According to Neal Starkman, Bush's popularity is apparently mysterious:

It's increasingly obvious, for example, that none of the so-called theories can explain President Bush's popularity, such as it is. Even at this date in his presidency, after all that has happened, the president's popularity hovers at around 50 percent -- an astonishingly high figure, I believe, given the state of people's lives now as opposed to four years ago.
On the other hand, he has an explanation:

The answer, I'm afraid, is the factor that dare not speak its name. It's the factor that no one talks about. The pollsters don't ask it, the media don't report it, the voters don't discuss it.

I, however, will blare out its name so that at last people can address the issue and perhaps adopt strategies to overcome it.

It's the "Stupid factor," the S factor: Some people -- sometimes through no fault of their own -- are just not very bright.

When we combine the above with Kucinich's demonstrated thinking ability, as indicated below:

DES MOINES, Iowa - Federal spending was the topic and Democratic presidential hopeful Dennis Kucinich (news - web sites) came prepared with a pie chart to argue his point about a bloated Pentagon (news - web sites) budget.

But although many listened to Tuesday's presidential debate, few could see the Ohio congressman's prop.

The debate was broadcast only on National Public Radio.

it should be clear that Kucinich has gone Republican on us.

It's obvious!

I won't do more than mention that Howard Dean's announcement of his favorite book of the New Testament showed he has been moving in the same direction.

Sunday, January 04, 2004

Compulsory Feticide

One of the standard cliches of the pro-“choice” movement is that they're not forcing people to get abortions. A recent New Jersey law will do just that. According to Wesley J. Smith:

The key to understanding the radical depth and scope of A-2840 is in the bill's definition of the term "human being":

As used in this section, "cloning a human being," means the replication of a human individual by cultivating a cell with genetic material [the SCNT cloning process] through the egg, embryo, fetal and newborn stages into a new human individual. (my emphasis)
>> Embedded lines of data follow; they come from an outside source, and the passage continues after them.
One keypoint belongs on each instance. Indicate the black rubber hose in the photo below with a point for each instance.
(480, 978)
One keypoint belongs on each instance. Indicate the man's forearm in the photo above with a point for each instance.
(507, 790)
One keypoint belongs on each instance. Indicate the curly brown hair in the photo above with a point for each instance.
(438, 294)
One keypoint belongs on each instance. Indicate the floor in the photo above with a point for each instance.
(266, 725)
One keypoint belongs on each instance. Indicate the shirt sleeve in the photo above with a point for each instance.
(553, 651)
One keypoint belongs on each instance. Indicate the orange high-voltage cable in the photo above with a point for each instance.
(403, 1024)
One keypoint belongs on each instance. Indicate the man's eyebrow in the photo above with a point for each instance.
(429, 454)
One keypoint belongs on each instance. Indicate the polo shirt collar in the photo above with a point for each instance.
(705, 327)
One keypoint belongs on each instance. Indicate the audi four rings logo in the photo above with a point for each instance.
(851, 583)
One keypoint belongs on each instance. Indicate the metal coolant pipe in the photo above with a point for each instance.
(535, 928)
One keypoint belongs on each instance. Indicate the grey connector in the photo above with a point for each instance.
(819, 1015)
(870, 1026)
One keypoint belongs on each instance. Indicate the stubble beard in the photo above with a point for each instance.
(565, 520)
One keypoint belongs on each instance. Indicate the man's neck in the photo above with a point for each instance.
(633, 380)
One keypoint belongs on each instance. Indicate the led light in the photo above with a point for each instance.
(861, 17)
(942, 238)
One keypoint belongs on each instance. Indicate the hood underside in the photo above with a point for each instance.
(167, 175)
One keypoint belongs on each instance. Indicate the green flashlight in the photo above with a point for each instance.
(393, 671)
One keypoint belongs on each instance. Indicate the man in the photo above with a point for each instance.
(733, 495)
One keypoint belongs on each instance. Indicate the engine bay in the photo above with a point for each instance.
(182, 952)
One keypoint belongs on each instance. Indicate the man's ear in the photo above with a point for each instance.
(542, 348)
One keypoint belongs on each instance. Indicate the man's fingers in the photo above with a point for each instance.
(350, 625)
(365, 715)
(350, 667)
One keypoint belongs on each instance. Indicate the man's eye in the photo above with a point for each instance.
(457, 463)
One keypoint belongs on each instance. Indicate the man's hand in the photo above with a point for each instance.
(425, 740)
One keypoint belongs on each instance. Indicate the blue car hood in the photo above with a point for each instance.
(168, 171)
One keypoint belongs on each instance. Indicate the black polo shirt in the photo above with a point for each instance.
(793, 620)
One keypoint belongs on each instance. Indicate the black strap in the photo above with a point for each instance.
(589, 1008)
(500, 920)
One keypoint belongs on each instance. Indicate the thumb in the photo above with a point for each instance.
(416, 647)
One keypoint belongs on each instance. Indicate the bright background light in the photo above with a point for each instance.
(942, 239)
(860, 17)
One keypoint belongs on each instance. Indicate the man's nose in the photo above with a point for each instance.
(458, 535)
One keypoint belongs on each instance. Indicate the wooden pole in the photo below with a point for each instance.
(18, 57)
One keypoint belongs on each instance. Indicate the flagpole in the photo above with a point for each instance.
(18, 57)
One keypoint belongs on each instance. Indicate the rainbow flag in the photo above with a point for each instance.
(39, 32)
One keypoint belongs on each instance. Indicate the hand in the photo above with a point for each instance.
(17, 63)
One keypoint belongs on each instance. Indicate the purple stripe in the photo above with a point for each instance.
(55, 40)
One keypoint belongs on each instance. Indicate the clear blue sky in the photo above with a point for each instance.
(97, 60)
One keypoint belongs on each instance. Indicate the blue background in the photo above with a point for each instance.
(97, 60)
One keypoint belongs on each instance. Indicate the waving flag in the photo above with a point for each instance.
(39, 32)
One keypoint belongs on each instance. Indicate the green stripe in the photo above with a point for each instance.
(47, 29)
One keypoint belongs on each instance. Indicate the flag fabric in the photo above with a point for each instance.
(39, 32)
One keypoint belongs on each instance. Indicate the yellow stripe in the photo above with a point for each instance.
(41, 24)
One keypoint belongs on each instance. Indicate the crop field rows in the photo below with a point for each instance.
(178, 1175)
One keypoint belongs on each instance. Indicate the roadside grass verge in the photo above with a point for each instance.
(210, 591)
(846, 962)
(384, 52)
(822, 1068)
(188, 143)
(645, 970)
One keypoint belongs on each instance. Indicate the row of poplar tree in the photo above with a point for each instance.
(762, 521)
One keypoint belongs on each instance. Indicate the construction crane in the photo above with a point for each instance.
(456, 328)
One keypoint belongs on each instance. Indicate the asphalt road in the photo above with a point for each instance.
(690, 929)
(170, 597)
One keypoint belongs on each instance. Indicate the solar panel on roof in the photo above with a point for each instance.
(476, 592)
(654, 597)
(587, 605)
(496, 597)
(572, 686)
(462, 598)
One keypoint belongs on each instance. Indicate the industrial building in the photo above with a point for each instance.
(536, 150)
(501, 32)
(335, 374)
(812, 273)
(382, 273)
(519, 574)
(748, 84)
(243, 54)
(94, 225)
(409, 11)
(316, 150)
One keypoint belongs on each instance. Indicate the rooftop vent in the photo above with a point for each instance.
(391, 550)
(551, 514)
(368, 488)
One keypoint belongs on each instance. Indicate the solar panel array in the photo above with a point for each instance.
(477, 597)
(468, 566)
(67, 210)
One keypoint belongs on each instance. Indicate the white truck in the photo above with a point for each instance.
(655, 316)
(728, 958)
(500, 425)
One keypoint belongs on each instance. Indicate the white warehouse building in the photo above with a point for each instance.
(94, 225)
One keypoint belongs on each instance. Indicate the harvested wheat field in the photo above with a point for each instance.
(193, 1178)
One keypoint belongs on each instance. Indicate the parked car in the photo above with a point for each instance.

Read this sentence carefully. Its terms would make it legal in New Jersey to create a human cloned embryo, implant it in a willing woman's womb, gestate it through the ninth month, and only require that the cloned fetus be killed before it becomes a "new human individual," e.g., at the very point of birth. This means that law would expressly permit implantation and gestation for any amount of time before the cloned fetus becomes a "new human individual"!

In other words, if an embryo is cloned and the people responsible change their minds about the permissibility of abortion, they are commanded to abort it anyway.

I'm reminded of “A Delicate Adjustment” by Elizabeth Moon in which a childless couple tries to hijack an implantable embryo from a laboratory.

One last note, this is partly due to the pro-life tactic of trying to use prejudices against reproductive cloning to ban embryo research. It backfired.